Plotting with Makie.jl

SolarPosition.jl provides a plotting extension for Makie.jl.

To use it, simply import both the SolarPosition and Makie packages:

using SolarPosition
using CairoMakie

# supporting packages
using Dates
using TimeZones
using DataFrames

This example notebook is based on the pvlib sun path example.

Basic Sun Path Plotting

Let's start by defining an observer location and calculating solar positions for a whole year:

# Define observer location (New Delhi, India)
# Parameters: latitude, longitude, altitude in meters
tz = tz"Asia/Kolkata"
obs = Observer(28.6, 77.2, 0.0)

# Generate hourly timestamps for a whole year
times = collect(ZonedDateTime(DateTime(2019), tz):Hour(1):ZonedDateTime(DateTime(2020), tz))

# This returns a StructVector with solar position data
positions = solar_position(obs, times)

# For plotting, we need to create a DataFrame that includes the timestamps
df = DataFrame(positions)
df.datetime = times

# We can inspect the first few entries
first(df, 5)
5×4 DataFrame
Rowazimuthelevationzenithdatetime
Float64Float64Float64ZonedDat…
1314.042-82.2189172.2192019-01-01T00:00:00+05:30
257.3871-80.2452170.2452019-01-01T01:00:00+05:30
381.0308-67.8108157.8112019-01-01T02:00:00+05:30
490.0973-54.6909144.6912019-01-01T03:00:00+05:30
596.4595-41.5545131.5552019-01-01T04:00:00+05:30

Simple Sun Path Plot in Cartesian Coordinates

We can visualize solar positions in cartesian coordinates using the sunpathplot function:

fig = Figure(backgroundcolor = (:white, 0.0), textcolor= "#f5ab35")
ax = Axis(fig[1, 1], backgroundcolor = (:white, 0.0))
sunpathplot!(ax, df, hour_labels = false)
fig
Example block output

Polar Coordinates with Hour Labels

We can also work directly with a DataFrame.
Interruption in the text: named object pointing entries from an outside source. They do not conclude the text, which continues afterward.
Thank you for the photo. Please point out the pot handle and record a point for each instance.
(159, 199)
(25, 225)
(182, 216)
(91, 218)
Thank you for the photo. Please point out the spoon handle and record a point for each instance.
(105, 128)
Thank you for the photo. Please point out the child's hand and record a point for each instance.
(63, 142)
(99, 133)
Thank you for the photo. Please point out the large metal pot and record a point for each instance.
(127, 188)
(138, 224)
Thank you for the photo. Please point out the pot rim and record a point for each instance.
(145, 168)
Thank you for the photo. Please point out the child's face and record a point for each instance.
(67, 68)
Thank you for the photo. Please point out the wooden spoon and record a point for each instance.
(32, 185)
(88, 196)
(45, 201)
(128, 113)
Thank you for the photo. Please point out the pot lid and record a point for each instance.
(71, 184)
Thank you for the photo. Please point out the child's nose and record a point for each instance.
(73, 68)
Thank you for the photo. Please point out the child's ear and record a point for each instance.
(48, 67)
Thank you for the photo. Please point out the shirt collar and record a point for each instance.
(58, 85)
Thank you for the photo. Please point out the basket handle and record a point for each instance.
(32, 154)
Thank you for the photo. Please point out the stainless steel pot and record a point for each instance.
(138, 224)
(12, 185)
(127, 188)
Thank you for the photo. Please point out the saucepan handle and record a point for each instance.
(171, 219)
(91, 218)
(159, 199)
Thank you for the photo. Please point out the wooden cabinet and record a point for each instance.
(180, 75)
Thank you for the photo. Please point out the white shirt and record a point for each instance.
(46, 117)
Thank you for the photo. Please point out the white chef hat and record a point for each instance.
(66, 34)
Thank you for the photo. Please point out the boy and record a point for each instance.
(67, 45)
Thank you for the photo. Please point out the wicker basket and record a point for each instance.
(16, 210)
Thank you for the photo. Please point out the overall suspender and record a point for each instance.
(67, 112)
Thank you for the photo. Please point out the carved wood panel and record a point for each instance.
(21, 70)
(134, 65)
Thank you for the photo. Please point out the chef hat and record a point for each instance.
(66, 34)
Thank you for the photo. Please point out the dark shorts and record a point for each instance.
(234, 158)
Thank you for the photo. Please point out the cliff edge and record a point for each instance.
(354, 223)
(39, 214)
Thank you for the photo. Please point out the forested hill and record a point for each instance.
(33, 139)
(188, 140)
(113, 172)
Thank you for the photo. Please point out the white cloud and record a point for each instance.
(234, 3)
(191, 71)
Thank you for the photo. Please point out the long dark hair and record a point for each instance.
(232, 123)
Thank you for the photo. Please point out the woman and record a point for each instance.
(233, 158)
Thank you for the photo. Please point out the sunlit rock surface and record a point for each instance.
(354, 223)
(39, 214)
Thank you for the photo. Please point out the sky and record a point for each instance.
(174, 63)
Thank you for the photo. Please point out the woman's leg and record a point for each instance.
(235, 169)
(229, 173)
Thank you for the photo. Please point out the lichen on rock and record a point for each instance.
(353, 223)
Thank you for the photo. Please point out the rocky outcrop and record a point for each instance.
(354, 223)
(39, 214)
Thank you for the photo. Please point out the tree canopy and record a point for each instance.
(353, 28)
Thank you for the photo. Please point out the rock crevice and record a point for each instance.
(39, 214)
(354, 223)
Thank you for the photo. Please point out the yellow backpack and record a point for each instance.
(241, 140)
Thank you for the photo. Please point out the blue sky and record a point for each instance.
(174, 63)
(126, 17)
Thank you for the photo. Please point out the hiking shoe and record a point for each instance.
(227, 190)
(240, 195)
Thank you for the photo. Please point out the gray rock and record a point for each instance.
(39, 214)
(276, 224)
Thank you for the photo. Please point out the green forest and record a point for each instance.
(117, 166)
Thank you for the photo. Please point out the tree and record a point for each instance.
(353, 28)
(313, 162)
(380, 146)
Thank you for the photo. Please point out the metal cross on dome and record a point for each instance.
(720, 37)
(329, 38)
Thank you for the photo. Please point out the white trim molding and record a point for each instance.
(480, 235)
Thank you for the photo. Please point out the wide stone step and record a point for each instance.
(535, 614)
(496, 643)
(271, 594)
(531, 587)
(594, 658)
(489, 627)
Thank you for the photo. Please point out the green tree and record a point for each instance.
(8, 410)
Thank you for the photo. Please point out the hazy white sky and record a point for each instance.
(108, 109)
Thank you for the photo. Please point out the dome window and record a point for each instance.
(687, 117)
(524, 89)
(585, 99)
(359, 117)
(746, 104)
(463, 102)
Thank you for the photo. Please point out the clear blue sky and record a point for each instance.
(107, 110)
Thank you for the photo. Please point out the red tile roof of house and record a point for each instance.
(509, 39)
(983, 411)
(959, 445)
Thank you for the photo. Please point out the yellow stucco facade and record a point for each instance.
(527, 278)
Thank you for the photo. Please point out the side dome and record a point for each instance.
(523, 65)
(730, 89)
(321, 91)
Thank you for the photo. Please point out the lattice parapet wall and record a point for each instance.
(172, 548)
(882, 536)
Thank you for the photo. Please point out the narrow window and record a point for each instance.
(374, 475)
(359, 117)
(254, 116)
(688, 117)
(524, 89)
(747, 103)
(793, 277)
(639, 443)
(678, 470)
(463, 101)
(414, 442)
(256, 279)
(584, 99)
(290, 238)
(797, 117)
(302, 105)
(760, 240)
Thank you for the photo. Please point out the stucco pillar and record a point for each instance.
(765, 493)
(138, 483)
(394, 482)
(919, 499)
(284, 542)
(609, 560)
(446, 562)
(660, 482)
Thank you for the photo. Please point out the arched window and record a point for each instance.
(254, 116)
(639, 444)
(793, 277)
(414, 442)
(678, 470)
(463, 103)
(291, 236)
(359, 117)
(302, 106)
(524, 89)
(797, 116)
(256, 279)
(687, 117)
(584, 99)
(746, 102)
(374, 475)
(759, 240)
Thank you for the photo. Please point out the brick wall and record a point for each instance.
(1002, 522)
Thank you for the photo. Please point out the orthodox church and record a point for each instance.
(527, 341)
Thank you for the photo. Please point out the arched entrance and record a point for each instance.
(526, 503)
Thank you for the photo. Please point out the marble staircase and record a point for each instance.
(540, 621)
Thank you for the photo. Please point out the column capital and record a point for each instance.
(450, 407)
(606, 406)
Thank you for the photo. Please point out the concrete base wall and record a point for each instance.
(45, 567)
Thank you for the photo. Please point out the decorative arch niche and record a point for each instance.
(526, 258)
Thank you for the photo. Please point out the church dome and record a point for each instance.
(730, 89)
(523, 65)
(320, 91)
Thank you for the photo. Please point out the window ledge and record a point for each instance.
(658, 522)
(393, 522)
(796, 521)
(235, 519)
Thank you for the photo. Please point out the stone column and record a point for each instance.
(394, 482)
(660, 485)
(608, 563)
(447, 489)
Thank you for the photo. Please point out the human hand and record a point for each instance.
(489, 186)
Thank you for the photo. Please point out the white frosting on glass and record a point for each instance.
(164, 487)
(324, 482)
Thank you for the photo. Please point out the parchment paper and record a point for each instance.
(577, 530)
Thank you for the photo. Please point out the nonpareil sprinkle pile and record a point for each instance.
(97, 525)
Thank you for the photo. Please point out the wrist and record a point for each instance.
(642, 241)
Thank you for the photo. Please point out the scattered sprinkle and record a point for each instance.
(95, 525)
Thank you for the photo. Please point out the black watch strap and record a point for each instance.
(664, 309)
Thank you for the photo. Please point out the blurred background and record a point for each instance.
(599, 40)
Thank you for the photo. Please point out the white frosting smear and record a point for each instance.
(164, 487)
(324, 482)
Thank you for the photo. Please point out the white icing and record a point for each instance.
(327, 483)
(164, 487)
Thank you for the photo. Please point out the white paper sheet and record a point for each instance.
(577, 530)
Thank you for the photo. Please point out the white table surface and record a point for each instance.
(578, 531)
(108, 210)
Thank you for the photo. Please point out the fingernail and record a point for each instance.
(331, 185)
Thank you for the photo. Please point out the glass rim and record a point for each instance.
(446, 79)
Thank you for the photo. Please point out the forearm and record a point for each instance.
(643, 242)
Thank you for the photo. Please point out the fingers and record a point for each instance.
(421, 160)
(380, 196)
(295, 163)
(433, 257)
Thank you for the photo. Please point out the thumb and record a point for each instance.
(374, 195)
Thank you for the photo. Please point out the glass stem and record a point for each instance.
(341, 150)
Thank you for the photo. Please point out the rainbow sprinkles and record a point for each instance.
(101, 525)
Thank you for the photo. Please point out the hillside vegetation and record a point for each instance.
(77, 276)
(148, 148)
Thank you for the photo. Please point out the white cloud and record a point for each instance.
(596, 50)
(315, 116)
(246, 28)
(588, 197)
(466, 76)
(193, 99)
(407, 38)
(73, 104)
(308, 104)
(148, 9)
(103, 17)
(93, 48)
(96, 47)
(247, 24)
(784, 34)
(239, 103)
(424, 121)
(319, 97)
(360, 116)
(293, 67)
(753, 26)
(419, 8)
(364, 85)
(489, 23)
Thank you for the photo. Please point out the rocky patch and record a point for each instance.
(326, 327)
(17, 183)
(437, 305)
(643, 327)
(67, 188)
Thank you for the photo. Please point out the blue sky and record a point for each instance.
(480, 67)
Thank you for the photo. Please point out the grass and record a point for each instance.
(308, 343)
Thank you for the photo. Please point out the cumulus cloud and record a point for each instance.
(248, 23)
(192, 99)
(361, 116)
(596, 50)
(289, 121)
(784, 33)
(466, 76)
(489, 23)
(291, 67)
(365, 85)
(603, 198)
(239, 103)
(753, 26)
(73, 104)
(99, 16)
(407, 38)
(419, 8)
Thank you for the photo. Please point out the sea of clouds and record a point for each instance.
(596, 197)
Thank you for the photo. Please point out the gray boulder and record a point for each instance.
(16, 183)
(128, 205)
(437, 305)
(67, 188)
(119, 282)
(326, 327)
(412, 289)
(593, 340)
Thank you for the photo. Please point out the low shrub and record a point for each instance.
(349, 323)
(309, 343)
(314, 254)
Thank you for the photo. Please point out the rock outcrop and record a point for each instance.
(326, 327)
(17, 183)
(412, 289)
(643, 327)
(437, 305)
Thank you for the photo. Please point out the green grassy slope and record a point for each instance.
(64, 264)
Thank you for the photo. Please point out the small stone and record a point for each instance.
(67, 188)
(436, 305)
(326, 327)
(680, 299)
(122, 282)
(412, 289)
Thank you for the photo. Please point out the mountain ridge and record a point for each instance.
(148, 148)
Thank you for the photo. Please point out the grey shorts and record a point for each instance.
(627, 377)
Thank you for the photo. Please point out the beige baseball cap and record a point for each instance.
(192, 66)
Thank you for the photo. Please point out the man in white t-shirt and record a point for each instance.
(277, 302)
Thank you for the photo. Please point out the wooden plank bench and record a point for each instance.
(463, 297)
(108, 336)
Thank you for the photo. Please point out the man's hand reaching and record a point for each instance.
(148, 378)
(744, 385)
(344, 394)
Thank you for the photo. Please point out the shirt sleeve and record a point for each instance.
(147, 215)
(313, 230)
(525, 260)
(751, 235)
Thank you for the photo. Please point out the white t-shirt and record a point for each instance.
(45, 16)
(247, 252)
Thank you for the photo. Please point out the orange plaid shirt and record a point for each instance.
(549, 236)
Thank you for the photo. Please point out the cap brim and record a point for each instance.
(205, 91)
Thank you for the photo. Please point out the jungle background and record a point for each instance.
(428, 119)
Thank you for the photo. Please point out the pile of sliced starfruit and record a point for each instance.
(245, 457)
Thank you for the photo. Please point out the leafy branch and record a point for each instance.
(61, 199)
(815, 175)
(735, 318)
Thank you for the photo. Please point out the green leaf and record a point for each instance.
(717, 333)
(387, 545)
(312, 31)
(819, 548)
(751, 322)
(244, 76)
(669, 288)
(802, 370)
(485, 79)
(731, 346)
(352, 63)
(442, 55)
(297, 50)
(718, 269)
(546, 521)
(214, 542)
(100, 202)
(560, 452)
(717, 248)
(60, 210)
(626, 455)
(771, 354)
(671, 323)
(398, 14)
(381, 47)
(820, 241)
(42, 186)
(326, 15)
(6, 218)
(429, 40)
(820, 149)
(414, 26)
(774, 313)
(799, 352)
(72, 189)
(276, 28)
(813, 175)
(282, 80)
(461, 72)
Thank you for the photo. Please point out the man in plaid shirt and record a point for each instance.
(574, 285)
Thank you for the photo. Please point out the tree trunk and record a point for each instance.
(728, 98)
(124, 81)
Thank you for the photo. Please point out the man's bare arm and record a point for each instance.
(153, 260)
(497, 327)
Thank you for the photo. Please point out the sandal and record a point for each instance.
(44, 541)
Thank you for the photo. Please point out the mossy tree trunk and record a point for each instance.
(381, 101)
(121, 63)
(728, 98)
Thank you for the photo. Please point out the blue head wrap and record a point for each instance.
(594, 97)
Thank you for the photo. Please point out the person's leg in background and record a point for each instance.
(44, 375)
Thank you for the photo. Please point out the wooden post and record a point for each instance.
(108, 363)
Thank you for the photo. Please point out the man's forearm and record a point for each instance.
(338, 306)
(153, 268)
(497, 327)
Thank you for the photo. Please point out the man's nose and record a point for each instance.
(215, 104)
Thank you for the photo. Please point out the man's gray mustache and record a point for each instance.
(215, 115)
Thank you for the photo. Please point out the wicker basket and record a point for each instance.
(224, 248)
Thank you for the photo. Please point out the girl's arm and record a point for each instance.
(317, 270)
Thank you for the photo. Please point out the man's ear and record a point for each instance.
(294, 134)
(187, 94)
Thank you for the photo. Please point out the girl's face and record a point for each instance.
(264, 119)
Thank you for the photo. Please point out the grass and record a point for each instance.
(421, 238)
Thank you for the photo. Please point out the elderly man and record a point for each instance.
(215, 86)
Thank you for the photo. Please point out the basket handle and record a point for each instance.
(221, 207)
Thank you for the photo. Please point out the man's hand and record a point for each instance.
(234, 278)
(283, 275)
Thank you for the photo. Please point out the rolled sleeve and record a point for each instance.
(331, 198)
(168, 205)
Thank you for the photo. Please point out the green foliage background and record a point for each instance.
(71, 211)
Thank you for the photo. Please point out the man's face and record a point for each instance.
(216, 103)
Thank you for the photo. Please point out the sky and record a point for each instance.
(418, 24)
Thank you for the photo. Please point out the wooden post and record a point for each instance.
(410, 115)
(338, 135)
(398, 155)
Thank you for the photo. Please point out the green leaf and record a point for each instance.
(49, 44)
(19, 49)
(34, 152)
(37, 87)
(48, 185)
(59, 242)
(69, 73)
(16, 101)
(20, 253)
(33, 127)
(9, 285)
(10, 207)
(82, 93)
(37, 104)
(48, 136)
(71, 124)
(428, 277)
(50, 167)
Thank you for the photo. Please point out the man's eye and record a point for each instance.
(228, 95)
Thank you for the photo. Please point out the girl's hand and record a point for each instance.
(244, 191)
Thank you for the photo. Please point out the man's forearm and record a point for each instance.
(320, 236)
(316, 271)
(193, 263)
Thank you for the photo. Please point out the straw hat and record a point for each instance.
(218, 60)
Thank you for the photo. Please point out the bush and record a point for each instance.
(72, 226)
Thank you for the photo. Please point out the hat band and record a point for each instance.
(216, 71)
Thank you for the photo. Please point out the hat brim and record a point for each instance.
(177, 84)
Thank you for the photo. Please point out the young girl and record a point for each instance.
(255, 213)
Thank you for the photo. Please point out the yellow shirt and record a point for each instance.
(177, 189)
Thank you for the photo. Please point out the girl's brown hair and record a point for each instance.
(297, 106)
Note that for plotting we need to include the datetime information, so we add it to the DataFrame.

Plotting in polar coordinates with sunpathpolarplot may yield a more intuitive representation of the solar path. Here, we also enable hourly labels for better readability:

fig2 = Figure(backgroundcolor = :transparent, textcolor= "#f5ab35", size = (800, 600))
ax2 = PolarAxis(fig2[1, 1], backgroundcolor = "#1f2424")
sunpathpolarplot!(ax2, df, hour_labels = true)

# Draw individual days
line_objects = []
for (date, label) in [(Date("2019-03-21"), "Mar 21"),
                      (Date("2019-06-21"), "Jun 21"),
                      (Date("2019-12-21"), "Dec 21")]
    times = collect(ZonedDateTime(DateTime(date), tz):Minute(5):ZonedDateTime(DateTime(date) + Day(1), tz))
    solpos = solar_position(obs, times)
    above_horizon = solpos.elevation .> 0
    day_df = DataFrame(solpos)
    day_df.datetime = times
    day_filtered = day_df[above_horizon, :]
    line_obj = lines!(ax2, deg2rad.(day_filtered.azimuth), day_filtered.zenith,
                      linewidth = 2, label = label)
    push!(line_objects, line_obj)
end

# Add legend below the plot
fig2[2, 1] = Legend(fig2, line_objects, ["Mar 21", "Jun 21", "Dec 21"],
                    orientation = :horizontal, tellheight = true, backgroundcolor = :transparent)
fig2
Example block output

The figure-8 patterns are known as analemmas, which represent the sun's position at the same time of day throughout the year.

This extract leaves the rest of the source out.